What makes matters worse is that such businesses do not seek large sums. In a typical scenario, a small business would require anywhere between R10,000 to R10-million, at the most, to continue operations and make orders successfully.

BBC CEO Kganki Matabane says the lobby group, which has now trained its eyes on policy advocacy, has adopted a multipronged approach to help small businesses overcome South Africa’s structural barriers.

The black business lobby scanned the environment to partner with a financial institution that would service this often-neglected segment of the market.

After a year and some months of negotiations, the BBC settled on Ubank, which caters to the lobby group’s core constituency. Covid-19 added urgency to the talks, which culminated in the R1bn funding facility being established.

In the current environment, most small businesses are unable to fulfil orders because funding has dried up.

What makes matters worse is that such businesses do not seek large sums. In a typical scenario, a small business would require anywhere between R10,000 to R10-million, at the most, to continue operations and make orders successfully.

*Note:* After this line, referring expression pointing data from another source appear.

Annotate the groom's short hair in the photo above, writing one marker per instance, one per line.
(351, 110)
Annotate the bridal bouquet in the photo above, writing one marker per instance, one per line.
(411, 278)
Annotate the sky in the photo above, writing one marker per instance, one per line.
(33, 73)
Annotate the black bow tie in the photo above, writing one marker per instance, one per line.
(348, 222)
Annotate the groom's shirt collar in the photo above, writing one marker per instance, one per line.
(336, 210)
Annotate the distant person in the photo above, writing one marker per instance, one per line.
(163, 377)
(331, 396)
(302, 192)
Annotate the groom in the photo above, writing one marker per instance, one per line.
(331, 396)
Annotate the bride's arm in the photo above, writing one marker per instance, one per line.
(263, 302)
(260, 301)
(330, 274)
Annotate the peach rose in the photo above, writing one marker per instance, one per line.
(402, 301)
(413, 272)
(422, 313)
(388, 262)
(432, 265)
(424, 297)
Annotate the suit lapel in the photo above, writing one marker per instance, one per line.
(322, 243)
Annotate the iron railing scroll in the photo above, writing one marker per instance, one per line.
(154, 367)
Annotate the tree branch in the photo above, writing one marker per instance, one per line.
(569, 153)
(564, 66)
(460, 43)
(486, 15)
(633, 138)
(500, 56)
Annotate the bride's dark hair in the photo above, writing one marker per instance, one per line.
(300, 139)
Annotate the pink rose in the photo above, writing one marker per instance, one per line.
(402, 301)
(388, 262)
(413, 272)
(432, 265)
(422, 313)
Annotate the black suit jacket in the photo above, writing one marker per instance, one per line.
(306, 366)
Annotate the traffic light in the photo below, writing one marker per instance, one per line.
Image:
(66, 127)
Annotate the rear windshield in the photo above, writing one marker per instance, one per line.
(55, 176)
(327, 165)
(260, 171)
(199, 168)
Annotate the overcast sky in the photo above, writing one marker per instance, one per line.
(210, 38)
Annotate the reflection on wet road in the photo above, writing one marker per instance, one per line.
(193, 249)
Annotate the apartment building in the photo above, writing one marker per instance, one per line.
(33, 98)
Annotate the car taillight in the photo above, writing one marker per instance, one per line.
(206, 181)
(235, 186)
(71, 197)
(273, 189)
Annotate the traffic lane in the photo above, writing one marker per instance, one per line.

The Ubank partnership is one of the ways in which the BBC wants to resolve the challenges of access to market and funding. However, the organisation won’t stop there because there is much groundwork to be done in other areas.

Matabane is hopeful the revamped Public Audit Act, which gives the auditor-general powers to take delinquent departments to task, will go a long way in helping to undo the culture of late invoice payments. This has long been the BBC’s battle cry and predates Matabane’s tenure as CEO.

In fact, this is the foremost threat to small businesses’ survival: late payments. It is also the BBC’s biggest frustration. The lobby group is in discussions with the Department of Small Business and the National Treasury about how to resolve this challenge.

One option is to use the Budget allocation process and set aside amounts owed. In such instances, National Treasury would make payments directly to parties owed. But there are legal considerations that have to be made. The discussions are ongoing.

Furthermore, the BBC is sharpening its pens to make inputs to the Public Procurement Bill published earlier this year. The Bill will replace the Preferential Procurement Policy Framework Act, which the BBC views as a hindrance to transformation.

The BBC wants the new legislation to be “utilised by the government to open the market for black people,” says Matabane.

The current framework has too many loopholes and has not created an enabling environment to level the playing field.

Instead of focusing on one thing and shouting from the sidelines, the BBC has decided to get into the ring and become an active participant in policy formulation and implementation. The black business lobby group has also cast the net wider in terms of solutions to the conundrums facing South Africa’s previously disadvantaged.

In that regard, it has taken an approach of “the more, the merrier”.